J'ai l'impression de lui avoir posé une question absolument impossible. Il rougit jusqu'à la racine de ses cheveux auburns, et joue nerveusement avec ses lunettes à la fine monture dorée. Il ne me regarde plus avec cet air fier, comme lorsqu'il me parlait de football.

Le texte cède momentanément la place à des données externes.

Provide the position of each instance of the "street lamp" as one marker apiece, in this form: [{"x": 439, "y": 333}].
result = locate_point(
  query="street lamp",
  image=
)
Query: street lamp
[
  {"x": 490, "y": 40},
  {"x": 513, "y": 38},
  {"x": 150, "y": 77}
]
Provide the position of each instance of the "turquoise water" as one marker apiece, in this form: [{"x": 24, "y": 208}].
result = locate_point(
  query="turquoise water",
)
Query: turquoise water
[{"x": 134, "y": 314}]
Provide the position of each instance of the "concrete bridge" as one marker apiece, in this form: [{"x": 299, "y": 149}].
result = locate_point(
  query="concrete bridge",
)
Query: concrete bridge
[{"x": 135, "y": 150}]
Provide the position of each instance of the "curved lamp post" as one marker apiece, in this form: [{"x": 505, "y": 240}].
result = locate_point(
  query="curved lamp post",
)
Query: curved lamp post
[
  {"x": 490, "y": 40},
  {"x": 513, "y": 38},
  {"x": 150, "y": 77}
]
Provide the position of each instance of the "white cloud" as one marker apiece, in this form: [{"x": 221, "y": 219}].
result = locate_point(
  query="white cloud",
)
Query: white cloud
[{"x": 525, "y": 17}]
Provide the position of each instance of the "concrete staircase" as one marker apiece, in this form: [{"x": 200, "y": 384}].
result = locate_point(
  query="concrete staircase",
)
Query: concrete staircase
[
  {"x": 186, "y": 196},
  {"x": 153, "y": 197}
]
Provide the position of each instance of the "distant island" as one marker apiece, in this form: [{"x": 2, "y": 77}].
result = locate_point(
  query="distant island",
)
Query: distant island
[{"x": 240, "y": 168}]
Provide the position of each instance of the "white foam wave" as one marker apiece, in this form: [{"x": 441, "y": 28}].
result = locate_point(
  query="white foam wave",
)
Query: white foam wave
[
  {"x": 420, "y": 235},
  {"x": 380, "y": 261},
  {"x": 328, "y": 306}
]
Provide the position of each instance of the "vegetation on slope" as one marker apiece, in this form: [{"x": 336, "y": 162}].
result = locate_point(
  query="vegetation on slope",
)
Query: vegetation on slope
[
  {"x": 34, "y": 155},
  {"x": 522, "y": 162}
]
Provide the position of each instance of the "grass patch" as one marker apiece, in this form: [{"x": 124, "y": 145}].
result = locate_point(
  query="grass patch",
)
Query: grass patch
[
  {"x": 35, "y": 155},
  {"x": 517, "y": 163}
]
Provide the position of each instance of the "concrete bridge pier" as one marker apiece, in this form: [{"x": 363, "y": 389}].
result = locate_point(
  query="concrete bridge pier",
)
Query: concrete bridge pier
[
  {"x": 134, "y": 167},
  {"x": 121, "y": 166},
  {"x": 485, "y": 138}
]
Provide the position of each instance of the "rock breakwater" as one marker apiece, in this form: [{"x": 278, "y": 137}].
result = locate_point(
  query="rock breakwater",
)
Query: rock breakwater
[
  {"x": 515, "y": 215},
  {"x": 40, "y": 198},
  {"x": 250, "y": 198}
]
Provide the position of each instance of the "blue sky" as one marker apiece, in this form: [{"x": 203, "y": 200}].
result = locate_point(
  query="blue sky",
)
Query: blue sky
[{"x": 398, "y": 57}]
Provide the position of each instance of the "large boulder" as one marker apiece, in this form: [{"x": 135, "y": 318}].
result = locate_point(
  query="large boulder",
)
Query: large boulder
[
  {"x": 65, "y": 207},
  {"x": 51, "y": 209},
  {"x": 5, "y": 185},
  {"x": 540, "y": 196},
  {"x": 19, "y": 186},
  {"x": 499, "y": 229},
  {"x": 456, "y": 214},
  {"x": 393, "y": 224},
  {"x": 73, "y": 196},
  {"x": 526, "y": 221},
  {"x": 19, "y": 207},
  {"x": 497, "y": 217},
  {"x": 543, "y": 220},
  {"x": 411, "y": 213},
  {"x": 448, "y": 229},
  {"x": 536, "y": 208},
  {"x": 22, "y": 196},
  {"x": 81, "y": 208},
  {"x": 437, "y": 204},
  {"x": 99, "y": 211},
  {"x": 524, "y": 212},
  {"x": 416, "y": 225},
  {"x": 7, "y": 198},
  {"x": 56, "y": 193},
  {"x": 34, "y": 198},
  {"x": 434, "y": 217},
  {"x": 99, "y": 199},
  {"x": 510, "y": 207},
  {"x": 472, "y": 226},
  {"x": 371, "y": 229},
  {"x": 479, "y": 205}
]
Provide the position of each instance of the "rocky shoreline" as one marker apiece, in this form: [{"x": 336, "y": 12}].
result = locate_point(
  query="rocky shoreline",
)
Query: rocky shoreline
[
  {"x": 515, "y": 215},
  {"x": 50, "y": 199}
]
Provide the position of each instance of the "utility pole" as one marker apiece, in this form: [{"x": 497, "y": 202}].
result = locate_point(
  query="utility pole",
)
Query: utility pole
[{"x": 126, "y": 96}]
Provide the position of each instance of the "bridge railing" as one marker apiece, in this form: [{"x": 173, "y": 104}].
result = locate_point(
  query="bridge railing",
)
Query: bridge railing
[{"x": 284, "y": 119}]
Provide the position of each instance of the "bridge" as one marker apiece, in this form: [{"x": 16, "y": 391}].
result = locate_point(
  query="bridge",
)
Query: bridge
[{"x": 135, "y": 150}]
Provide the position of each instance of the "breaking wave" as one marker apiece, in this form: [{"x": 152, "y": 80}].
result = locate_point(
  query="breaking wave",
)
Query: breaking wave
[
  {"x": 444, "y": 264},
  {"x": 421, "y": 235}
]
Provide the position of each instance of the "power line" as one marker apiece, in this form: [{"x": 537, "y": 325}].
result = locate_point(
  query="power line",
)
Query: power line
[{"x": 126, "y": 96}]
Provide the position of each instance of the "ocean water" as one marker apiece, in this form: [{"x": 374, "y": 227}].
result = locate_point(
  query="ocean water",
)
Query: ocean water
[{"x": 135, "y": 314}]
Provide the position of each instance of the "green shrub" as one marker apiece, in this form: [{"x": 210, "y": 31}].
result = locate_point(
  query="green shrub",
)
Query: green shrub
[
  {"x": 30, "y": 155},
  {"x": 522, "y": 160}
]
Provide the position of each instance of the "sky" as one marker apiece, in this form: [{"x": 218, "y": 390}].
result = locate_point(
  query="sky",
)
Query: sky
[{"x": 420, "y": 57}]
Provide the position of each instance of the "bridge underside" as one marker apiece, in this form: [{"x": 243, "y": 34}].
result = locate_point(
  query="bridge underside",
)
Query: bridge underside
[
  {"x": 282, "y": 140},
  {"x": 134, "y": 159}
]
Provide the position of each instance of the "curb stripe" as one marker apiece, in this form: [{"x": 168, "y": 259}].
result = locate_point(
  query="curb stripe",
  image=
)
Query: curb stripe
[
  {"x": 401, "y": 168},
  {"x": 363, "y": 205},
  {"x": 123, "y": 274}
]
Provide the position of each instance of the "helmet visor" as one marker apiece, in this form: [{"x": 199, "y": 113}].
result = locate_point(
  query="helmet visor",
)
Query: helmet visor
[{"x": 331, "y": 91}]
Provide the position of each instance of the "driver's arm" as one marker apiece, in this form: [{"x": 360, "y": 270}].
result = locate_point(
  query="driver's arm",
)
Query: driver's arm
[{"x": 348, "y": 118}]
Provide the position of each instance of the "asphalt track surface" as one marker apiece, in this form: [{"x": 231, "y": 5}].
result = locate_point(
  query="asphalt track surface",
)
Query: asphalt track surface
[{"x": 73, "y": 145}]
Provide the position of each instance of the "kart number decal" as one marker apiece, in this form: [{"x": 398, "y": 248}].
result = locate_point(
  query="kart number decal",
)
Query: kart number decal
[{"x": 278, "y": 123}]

- Bah, c'est un peu compliqué tu vois. C'est pour l'anniversaire de mon meilleur ami. Et en fait... y a ce truc compliqué entre nous, ce truc complètement pas définissable, et ça devient de plus en plus fort et je ne sais même plus quoi lui dire avec des mots. Du coup, je tente avec des fleurs.

- C'est le début de votre relation ? lancé-je, un peu au hasard.

- Carrément oui. Je vais lui dire que je veux être avec lui. Tu me suis ?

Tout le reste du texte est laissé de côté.